Amazon EKS Security Architecture

Amazon EKS Security Architecture

Amazon EKS provides deep integration with AWS security services, enabling sophisticated security architectures. The EKS control plane runs in AWS-managed infrastructure with automatic security patches and encrypted etcd storage. Integration with AWS Identity and Access Management (IAM) enables strong authentication, while VPC isolation provides network security foundations.

IAM Roles for Service Accounts (IRSA) represents a powerful EKS security feature, enabling fine-grained AWS permissions for Kubernetes workloads. Rather than using long-lived credentials or instance profiles with broad permissions, IRSA provides temporary, scoped credentials to specific pods. This integration eliminates credential management overhead while following least-privilege principles.

# EKS cluster with security best practices
apiVersion: eksctl.io/v1alpha5
kind: ClusterConfig
metadata:
  name: production-cluster
  region: us-east-1
  version: "1.28"

vpc:
  id: vpc-abc123def456
  subnets:
    private:
      us-east-1a: { id: subnet-private-1a }
      us-east-1b: { id: subnet-private-1b }
      us-east-1c: { id: subnet-private-1c }
  clusterEndpoints:
    publicAccess: false
    privateAccess: true

# KMS encryption for secrets
secretsEncryption:
  keyARN: "arn:aws:kms:us-east-1:123456789012:key/abcd-efgh-ijkl"

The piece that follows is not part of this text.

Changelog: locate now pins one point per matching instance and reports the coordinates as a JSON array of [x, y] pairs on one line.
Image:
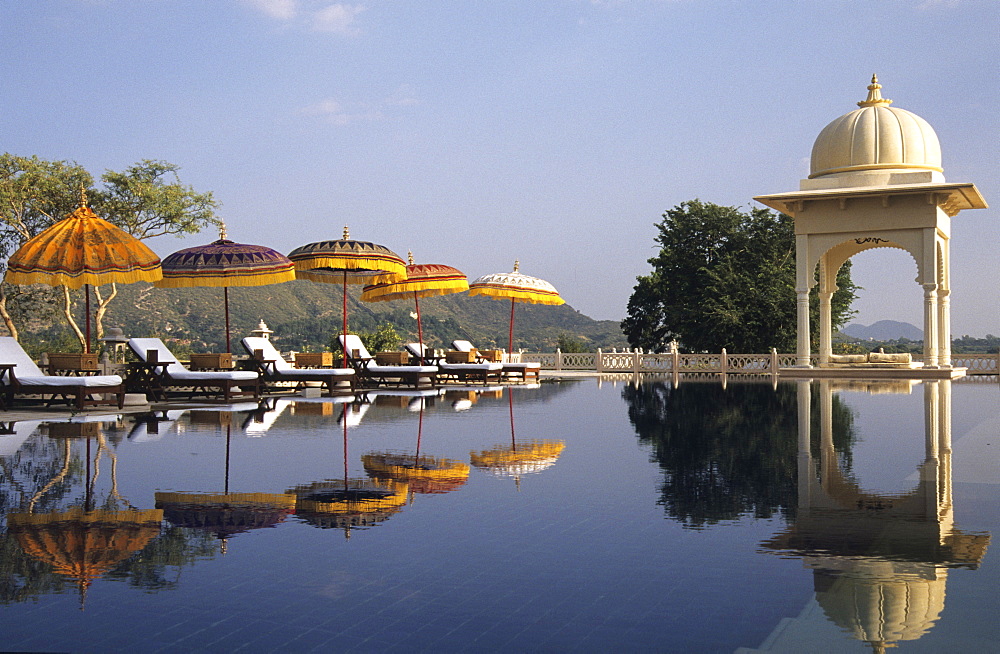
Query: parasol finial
[[874, 98]]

# Enable control plane logging
cloudWatch:
  clusterLogging:
    enableTypes:
    - api
    - audit
    - authenticator
    - controllerManager
    - scheduler

# IAM OIDC provider for IRSA
iam:
  withOIDC: true
  serviceAccounts:
  - metadata:
      name: app-service-account
      namespace: production
    attachPolicyARNs:
    - "arn:aws:iam::123456789012:policy/AppS3ReadPolicy"
    wellKnownPolicies:
      certManager: false
      externalDNS: false
      ebsCSIController: false
      efsCSIController: false

nodeGroups:
- name: app-nodes
  instanceType: m5.large
  desiredCapacity: 3
  minSize: 3
  maxSize: 10
  privateNetworking: true
  
  # Instance-level security
  amiFamily: AmazonLinux2
  iam:
    attachPolicyARNs:
    - arn:aws:iam::aws:policy/AmazonEKSWorkerNodePolicy
    - arn:aws:iam::aws:policy/AmazonEKS_CNI_Policy
    - arn:aws:iam::aws:policy/AmazonEC2ContainerRegistryReadOnly
    - arn:aws:iam::aws:policy/AmazonSSMManagedInstanceCore
    withAddonPolicies:
      imageBuilder: false
      cloudWatch: true
      albIngress: false
  
  # Security group configuration
  securityGroups:
    attachIDs:
    - sg-node-security-group
    
  # Enable encryption at rest
  volumeEncrypted: true
  volumeKmsKeyID: "arn:aws:kms:us-east-1:123456789012:key/node-volume-key"
  
  # Taints for workload isolation
  taints:
  - key: workload-type
    value: application
    effect: NoSchedule

---
# IRSA configuration for pod
apiVersion: v1
kind: ServiceAccount
metadata:
  name: app-service-account
  namespace: production
  annotations:
    eks.amazonaws.com/role-arn: arn:aws:iam::123456789012:role/AppServiceRole
    eks.amazonaws.com/audience: sts.amazonaws.com
    eks.amazonaws.com/sts-regional-endpoints: "true"

---
# SecurityGroup policy for pod-level security groups
apiVersion: vpcresources.k8s.aws/v1beta1
kind: SecurityGroupPolicy
metadata:
  name: app-security-group-policy
  namespace: production
spec:
  podSelector:
    matchLabels:
      app: web-app
  securityGroups:
    groupIds:
    - sg-app-specific-rules

EKS security groups for pods enable fine-grained network security at the pod level. Unlike traditional Kubernetes network policies that operate at Layer 3/4, security groups for pods integrate with AWS security groups, providing stateful firewall rules with AWS service integration. This feature enables microsegmentation using familiar AWS constructs while maintaining Kubernetes-native deployment patterns.